You ask Mary to call you if her pain is not adequately relieved or if her medications run out before the three days.
You let Mary know that if she does stop taking the Vicodin before she has completed all the medication, she should dispose of it by mixing the pills with liquid and coffee grounds to make them unpalatable to animals and others.
Mary complied with your education, completed her course of Vicodin, and was scheduled for surgery. Mary's social worker helped her communicate with her new employer and delayed her start date until after her recovery.
During her recovery, Mary received physical therapy and a short course of pain medication managed by her orthopedist.

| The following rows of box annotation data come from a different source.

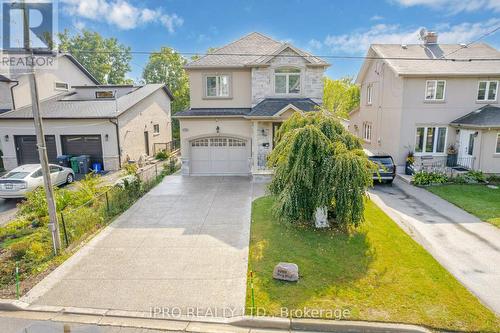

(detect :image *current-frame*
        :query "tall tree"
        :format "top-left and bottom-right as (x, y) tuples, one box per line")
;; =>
(142, 47), (189, 138)
(323, 77), (359, 119)
(59, 29), (132, 84)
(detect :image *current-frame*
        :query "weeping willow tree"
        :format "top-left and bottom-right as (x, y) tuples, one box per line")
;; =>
(268, 112), (372, 228)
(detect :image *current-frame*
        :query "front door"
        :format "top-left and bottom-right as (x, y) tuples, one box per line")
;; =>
(144, 131), (149, 156)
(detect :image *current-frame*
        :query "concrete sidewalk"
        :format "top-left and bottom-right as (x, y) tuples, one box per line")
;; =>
(23, 176), (253, 316)
(370, 179), (500, 314)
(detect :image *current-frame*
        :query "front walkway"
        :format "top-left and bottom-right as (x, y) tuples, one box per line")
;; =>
(370, 179), (500, 314)
(23, 176), (253, 316)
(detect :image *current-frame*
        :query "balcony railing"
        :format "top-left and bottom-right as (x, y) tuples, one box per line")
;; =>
(414, 155), (476, 171)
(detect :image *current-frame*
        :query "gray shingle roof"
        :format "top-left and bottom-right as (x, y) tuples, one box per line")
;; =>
(186, 32), (328, 68)
(173, 108), (252, 118)
(369, 43), (500, 75)
(173, 98), (319, 118)
(249, 98), (319, 117)
(0, 84), (170, 120)
(451, 105), (500, 127)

Mary returned to the clinic for a follow-up visit after completing her therapy and before starting work. Mary's pain level in her knee is 3/10, and she already feels like she can walk further than pre-surgery. Gabapentin has continued to help Mary's neuropathic pain in her back, and she reports 2/10. Mary looks forward to beginning her new job and is optimistic about the future.
Conclusion
Pain management is the leading cause of primary care appointments and chronic pain is the leading cause of disability. Yet, prescribing opioids for primary care patients is also a factor in drug misuse and the opioid epidemic. Nurse practitioners are challenged to appropriately treat pain and effectively control diversion, addiction, and death from overdose.
It is imperative that nurse practitioners use evidence-based practices to assess, appropriately intervene, and educate about the benefits and potential harm caused by treatment with opioids. Nurse practitioners must stay up to date with the current federal regulations regarding PDMPs, clinical prescribing guidelines, and emerging treatments for pain and opioid abuse disorders.